Study aims to determine if seeding clouds works 

Compiled by Allen Best

DENVER, Colo. — After several years of drought, ski areas, big cities, and water districts of Colorado are spending more than $1 million this winter to seed clouds in hopes of inducing more snow. But how well does it work?

That’s what a $100,000 study being conducted this winter will attempt to more definitively answer. In the study, funded by the federal government, researchers for Colorado State University will track storms daily, comparing the predicted and actual snowfall accumulations in areas targeted for more snow with clouds seeded by silver iodide particles. These areas will be compared with control areas, where there is no seeding.

A National Research Council study of weather modification programs takes a dim view of cloud seeding generally, but less so of winter cloud seeding. There are, says the agency, in a report issued in October, "strong suggestions of positive seeding effects in winter… cloud systems occurring over mountainous terrain."

The report states that the most compelling evidence that cloud seeding works comes from experiments during the 1960s at Climax, a molybdenum mine located near the Copper Mountain, Breckenridge, and Vail ski areas. Although scientists initially over-reported the amount of extra snow that fell, later studies still came up with a "possible increase in precipitation of about 10 per cent."

Denver also commissioned two studies last winter intended to determine whether the $400,000 it is spending to seed clouds is producing more snow in its water collection areas, located in the Winter Park and Summit County areas. One study suggested a 14 per cent augmentation, but the second study found no evidence of silver iodide in the snow.

Skier fined for crossing rope

BANFF, Alberta — Martin Minarik seems to be a man of great mountaineering ability. After all, only last summer he climbed K2, the world’s second highest peak and, compared to Mount Everest, a much more challenging and dangerous climb.
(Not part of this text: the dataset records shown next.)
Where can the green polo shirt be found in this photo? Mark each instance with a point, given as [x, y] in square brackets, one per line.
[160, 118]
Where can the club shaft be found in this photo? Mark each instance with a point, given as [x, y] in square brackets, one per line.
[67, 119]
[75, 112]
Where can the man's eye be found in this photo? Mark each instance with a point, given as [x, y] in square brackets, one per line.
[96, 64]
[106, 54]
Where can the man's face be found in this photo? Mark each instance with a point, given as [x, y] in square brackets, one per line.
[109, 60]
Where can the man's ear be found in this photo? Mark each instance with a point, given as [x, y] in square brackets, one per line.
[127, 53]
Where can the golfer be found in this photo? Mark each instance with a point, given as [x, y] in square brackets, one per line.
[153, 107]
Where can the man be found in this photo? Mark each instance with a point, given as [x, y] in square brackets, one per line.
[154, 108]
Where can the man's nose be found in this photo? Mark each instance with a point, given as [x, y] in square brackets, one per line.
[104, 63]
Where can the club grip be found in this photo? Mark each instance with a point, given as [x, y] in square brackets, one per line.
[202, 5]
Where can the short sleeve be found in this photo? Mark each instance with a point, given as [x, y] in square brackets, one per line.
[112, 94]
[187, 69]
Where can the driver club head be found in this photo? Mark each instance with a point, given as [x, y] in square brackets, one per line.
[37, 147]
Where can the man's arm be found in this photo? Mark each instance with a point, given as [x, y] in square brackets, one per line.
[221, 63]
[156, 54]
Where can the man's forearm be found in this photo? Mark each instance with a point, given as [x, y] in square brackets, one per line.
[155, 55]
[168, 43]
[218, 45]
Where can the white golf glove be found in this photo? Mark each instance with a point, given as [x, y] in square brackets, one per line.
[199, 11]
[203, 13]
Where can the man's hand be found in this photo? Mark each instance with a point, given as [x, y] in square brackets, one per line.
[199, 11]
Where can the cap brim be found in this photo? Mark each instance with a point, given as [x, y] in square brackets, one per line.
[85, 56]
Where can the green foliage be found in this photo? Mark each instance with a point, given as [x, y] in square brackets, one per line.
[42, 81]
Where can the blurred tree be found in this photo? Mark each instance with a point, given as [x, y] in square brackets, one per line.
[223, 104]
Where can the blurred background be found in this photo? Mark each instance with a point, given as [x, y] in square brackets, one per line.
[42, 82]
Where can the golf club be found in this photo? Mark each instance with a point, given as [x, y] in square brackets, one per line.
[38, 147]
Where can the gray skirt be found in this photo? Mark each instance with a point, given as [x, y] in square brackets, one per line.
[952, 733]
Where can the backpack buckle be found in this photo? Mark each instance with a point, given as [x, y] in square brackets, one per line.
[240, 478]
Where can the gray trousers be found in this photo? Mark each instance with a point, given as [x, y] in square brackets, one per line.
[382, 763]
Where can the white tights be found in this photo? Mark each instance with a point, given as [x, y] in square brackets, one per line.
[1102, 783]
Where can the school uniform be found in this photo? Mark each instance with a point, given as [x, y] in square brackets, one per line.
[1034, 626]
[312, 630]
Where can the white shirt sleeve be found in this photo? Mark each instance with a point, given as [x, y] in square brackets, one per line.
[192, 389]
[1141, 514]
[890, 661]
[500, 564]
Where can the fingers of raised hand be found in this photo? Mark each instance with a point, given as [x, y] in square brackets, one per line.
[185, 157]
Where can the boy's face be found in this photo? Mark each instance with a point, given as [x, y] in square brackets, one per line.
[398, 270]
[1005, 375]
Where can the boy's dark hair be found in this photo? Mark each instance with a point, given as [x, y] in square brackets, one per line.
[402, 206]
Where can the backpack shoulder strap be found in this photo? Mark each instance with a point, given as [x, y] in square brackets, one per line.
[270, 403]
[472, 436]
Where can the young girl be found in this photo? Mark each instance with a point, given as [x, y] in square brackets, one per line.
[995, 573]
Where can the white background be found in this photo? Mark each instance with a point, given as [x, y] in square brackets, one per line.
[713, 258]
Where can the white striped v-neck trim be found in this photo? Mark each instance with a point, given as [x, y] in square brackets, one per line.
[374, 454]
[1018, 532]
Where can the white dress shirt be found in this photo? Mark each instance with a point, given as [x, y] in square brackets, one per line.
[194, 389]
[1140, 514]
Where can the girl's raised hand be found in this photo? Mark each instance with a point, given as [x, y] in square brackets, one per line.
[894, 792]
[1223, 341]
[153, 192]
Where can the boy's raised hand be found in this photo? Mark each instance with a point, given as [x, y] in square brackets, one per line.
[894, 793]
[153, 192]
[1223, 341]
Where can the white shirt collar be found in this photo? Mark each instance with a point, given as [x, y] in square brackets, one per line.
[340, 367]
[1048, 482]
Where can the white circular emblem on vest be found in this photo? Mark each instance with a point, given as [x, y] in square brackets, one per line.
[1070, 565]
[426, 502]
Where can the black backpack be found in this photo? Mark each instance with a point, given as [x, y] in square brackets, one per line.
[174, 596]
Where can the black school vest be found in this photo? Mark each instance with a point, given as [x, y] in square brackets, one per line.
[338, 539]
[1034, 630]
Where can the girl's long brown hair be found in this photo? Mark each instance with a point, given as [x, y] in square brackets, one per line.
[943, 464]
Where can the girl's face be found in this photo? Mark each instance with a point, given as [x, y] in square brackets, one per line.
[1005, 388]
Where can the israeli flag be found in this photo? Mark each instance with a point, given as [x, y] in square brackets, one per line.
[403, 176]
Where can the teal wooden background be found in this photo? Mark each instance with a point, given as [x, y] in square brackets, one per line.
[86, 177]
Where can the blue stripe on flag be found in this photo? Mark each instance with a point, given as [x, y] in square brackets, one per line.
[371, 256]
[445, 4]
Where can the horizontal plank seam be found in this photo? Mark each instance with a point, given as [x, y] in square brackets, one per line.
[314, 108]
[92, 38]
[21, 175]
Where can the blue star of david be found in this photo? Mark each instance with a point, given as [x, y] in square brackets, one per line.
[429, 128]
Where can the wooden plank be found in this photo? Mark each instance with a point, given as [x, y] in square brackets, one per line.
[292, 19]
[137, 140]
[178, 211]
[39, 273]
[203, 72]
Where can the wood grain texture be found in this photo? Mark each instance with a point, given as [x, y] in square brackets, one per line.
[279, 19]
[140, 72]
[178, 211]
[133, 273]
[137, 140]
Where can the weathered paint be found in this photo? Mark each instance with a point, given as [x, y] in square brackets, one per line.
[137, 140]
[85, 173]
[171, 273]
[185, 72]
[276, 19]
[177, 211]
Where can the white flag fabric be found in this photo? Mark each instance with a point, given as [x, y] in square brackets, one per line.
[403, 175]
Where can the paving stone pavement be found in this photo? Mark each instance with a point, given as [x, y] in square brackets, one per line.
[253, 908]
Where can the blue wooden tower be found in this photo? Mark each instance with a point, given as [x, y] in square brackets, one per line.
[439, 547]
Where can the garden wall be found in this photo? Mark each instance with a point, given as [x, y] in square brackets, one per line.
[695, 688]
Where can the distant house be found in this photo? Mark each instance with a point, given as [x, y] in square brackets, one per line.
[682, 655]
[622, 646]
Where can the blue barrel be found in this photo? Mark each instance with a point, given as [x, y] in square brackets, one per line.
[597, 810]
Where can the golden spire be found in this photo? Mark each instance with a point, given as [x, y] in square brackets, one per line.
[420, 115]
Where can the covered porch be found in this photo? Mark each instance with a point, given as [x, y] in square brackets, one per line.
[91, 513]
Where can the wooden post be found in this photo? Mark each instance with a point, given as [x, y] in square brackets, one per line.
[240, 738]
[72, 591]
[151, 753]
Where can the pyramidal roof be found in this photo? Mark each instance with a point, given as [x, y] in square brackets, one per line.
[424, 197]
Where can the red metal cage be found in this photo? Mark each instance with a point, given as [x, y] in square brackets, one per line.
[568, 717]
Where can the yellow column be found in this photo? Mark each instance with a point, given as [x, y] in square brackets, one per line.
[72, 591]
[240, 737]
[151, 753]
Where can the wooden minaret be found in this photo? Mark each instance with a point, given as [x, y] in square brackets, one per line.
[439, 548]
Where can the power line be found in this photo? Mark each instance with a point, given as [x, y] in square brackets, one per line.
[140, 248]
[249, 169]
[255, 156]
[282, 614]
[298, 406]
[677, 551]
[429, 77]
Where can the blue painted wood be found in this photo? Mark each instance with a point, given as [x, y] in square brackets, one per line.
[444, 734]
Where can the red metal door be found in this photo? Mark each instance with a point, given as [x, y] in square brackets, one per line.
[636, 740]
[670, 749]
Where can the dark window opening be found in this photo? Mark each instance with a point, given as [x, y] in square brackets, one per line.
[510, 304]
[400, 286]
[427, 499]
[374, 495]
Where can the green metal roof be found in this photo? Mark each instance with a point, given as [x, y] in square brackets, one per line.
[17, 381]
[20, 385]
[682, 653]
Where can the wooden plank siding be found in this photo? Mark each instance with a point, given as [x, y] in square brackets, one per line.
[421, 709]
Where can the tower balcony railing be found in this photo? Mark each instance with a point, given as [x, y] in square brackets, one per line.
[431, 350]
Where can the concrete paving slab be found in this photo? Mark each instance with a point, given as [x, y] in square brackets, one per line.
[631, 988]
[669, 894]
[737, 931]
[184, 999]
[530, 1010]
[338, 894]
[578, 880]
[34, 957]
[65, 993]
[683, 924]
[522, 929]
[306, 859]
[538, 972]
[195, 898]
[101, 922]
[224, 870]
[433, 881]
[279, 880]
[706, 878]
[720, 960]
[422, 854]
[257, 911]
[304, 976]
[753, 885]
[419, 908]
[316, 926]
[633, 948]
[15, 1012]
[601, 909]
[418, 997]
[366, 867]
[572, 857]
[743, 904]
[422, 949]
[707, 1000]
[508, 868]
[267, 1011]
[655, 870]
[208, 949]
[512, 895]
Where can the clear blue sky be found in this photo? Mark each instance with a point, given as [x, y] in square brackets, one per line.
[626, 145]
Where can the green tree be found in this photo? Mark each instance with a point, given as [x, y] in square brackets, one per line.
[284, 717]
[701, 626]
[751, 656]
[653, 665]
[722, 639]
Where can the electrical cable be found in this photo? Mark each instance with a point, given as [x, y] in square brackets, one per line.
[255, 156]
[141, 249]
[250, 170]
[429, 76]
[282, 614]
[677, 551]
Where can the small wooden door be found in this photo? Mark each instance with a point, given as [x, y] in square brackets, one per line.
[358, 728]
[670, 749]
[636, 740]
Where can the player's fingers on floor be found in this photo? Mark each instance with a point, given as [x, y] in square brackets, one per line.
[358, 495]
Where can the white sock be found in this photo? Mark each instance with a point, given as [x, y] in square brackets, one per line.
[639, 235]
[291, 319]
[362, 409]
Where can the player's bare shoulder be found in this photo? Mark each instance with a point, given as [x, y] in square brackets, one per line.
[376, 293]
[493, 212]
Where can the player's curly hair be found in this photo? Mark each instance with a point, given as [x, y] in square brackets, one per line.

Even so, that didn’t count when he was caught skiing out of bounds into avalanche terrain at Sunshine Village. He was, reports the Banff Crag & Canyon, fined $500.

A native of the Czech Republic, Minarik told the judge that he didn’t know crossing the boundary was illegal. "In Europe, if you pass it (the rope), you’re on your own. You simply can’t get rescued. I saw the sign for avalanche terrain. I didn’t see the sign for no trespassing."

Parks Canada adopts avalanche symbols

BANFF, Alberta — Parks Canada has adopted pyramid-shaped icons – red for high danger, yellow for medium, and green for low risk – as a way to communicate avalanche risk. The agency is also developing a terrain rating system for popular backcountry routes and destinations, using the black-diamond, blue-square, and green-circle icons commonly seen at lift-serviced ski areas, notes the Rocky Mountain Outlook.